For those who chose not to get a chip, wristbands or smart rings are available. Westby said some employees just weren't comfortable with it.
Katie Langer, a market executive, is one of the employees who chose not to get the chip. Though it is FDA-approved, she said she still has concerns for down the road.
"I'd just like to know more about the long-term health effects," Langer said.
As a software engineering company that currently works with micro markets and kiosks, Westby said the business is interested in the software that accompanies the chip. It's chipped its own employees to further explore how the chip can be used.
"We need to master this ourselves if we're going to take it to market," President Patrick McMullan said.
As for what the company can do with it, Westby said it's working on a variety of ideas.
"We're just really honestly having fun with it right now," he said.
Bengtson said Three Square Market wants to lead the initiative to make sure it's done as responsibly as possible.
"If we set the standard for it, others will follow," he said.
In the future, these chips may be used more often. Some of the possibilities include passports, car keys and tracking for children. Three Square Market has already seen interest from banks, hospitals and foreign governments concerned about security and safety.
"We've had over a hundred inquiries," McMullan said.
Currently the chip is valued at $300, and has 956 kb of memory. Three Square Market hasn't determined a price for market yet.

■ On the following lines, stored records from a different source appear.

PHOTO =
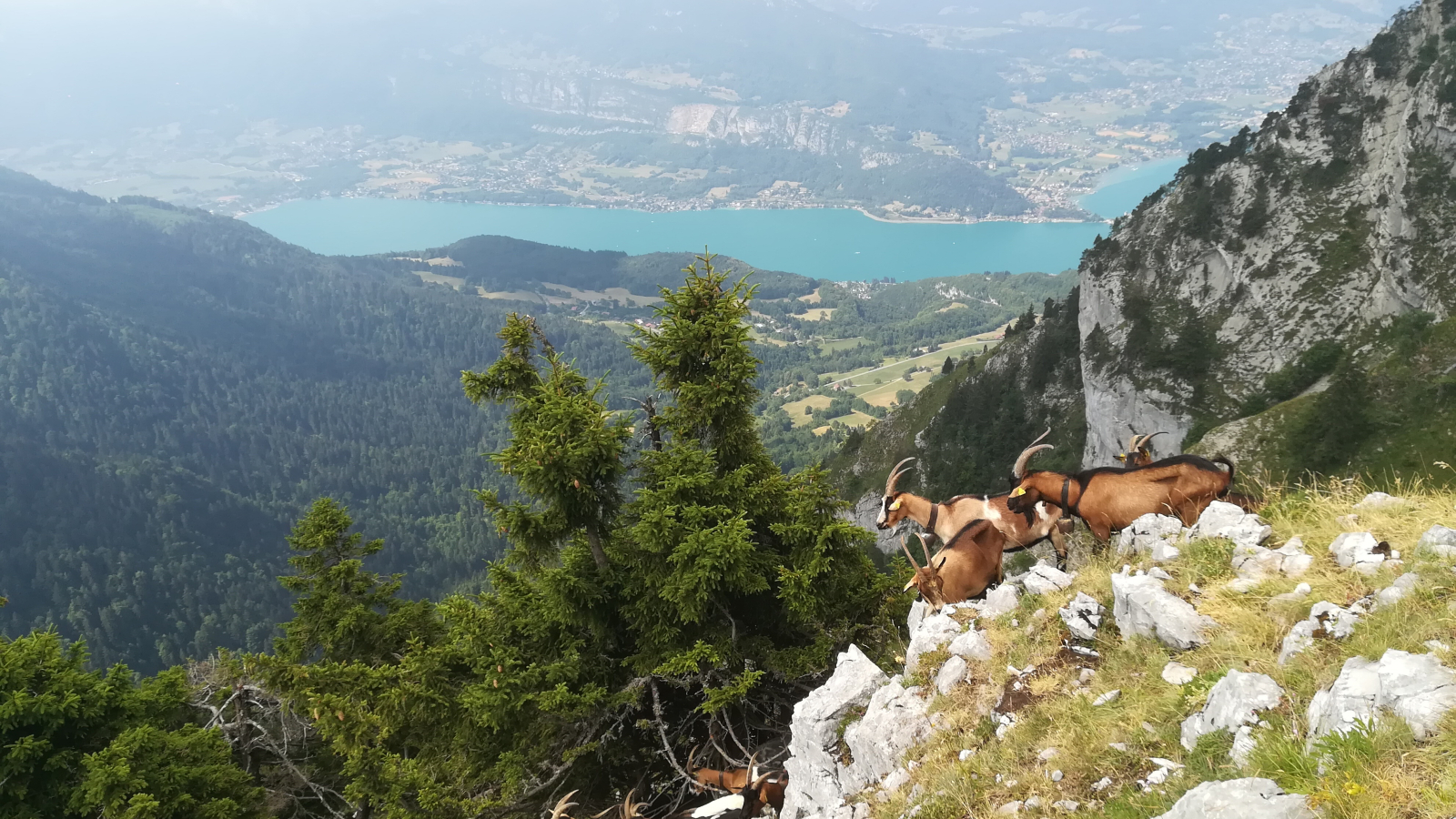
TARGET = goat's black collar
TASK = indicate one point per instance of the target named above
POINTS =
(1067, 490)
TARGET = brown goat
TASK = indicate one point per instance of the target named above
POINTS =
(1139, 450)
(1110, 497)
(948, 518)
(965, 569)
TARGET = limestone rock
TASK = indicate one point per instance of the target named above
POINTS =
(934, 632)
(1325, 620)
(815, 777)
(1152, 535)
(895, 722)
(951, 673)
(1414, 687)
(999, 601)
(1358, 550)
(1142, 606)
(1239, 799)
(1441, 541)
(972, 646)
(1216, 518)
(1082, 615)
(1046, 579)
(1398, 589)
(1178, 673)
(1234, 703)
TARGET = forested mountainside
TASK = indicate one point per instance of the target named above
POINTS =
(1286, 299)
(179, 387)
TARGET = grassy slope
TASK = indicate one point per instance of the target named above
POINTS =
(1376, 775)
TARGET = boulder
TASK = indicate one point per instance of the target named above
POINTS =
(1401, 588)
(1439, 541)
(895, 722)
(1325, 620)
(1046, 579)
(972, 646)
(815, 777)
(1259, 562)
(1178, 673)
(1234, 703)
(1152, 535)
(1239, 799)
(932, 632)
(1082, 615)
(1414, 687)
(1380, 500)
(951, 673)
(1358, 550)
(1142, 606)
(999, 601)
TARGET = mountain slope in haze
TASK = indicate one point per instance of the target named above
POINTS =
(1286, 300)
(1330, 220)
(178, 387)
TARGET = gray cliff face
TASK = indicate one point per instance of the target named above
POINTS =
(1330, 217)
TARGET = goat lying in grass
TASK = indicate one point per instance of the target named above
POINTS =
(946, 518)
(967, 566)
(1111, 497)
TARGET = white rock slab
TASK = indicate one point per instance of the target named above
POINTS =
(1154, 535)
(1142, 606)
(1239, 799)
(1325, 620)
(1414, 687)
(1234, 703)
(934, 632)
(895, 722)
(814, 773)
(1439, 541)
(1082, 615)
(1356, 550)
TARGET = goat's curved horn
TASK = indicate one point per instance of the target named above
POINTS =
(1149, 439)
(925, 547)
(895, 475)
(906, 547)
(1019, 470)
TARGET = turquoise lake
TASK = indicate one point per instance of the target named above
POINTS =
(832, 244)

"It's that new," Westby said.
The action has drawn nationwide attention.
Some responses to the idea of microchipping have been critical, citing concerns over health and the information received through the chip.
The idea even drew a protester near the location of the business last week. A member from the group called F-Hate Only Love was there on July 24 and 25 and left a sign taped at the entrance of the business park warning about the chips.
McMullan, who has been chipped himself, said the chips are not GPS-enabled, so they are not used to track people. The company also said it will not collect or sell information, or use it to check if employees are doing their jobs.
"We're going to be responsible, we're going to be respectful," McMullan said.
For those still doubtful, Westby said the chip isn't for them.
"I'm looking at what it can do for people, we're all looking at that," Westby said. "There's going to be naysayers in everything."
Employee Melissa Timmins said she was initially unsure if she wanted to be chipped. She decided to participate after learning more about the technology of the chip and spoke with a representative from Allina Health about health concerns.
"I didn't want to miss out on it," she said. "So I did my research and I wanted to feel comfortable, I wanted to be 100 percent in."